Through distributed spatio-temporal and textual analysis, our system provides the following functionalities:

  • Socially enhanced search of crisis-related information based on criteria such as location, time, sentiment or a combination of the above.

  • Automatic discovery of new Points of Interest (POIs) and events that could indicate an emerging crisis of any extent, small or big, ranging from traffic jams and spontaneous gatherings such as protests, to natural disasters or terrorist attacks.

  • Inference of the user’s semantic trajectory during and after the emergency through the combination of her GPS traces with background information such as maps, check-ins, user comments, etc.

  • Semi-Automatic extraction of a user’s activity during the crisis in the form of a blog.

An important feature of our system is the automatic POIs detection. A distributed version [8] of DBSCAN, a well-known clustering algorithm, is applied to the GPS traces of our system’s users. A dense concentration of traces signifies a POI existence. Furthermore, the correlation of spatio-temporal information provided by the GPS traces with POI related texts automatically produces a blog with the user’s activity.
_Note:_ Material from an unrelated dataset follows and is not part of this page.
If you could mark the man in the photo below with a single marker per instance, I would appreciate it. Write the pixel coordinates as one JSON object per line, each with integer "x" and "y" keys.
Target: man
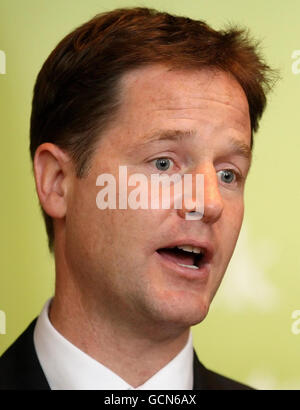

Moreover, a user can search for crisis-related social media information posing both simple as well as more advanced criteria. Simple criteria include commonly used features such as keywords (e.g., “flood”, “terrorism”, “traffic”, etc.), location (e.g., a bounding box on a map) or a time frame of interest. Advanced criteria refer to data annotations, that derive from the processing of data, such as the sentiment of a tweet or a Facebook post. On top of these, each search can be socially charged, taking into account one’s social graph when providing responses (e.g., rank content based on the sentiment of one’s friends of it). Thus, the proposed platform is capable of supporting queries such as “Which are the places in Greece where protests are currently taking place and my Facebook friends (or a subset of them) participate in” or “Inform me of the activity and sentiment of my Facebook friends that were near Lesvos island on June 12, 2017 (when the earthquake of 6.1 Richter scale occurred)”.

The contribution of this work is many-fold:

  • We design a highly scalable architecture that efficiently handles data from heterogeneous sources and is able to deal with big data scenarios.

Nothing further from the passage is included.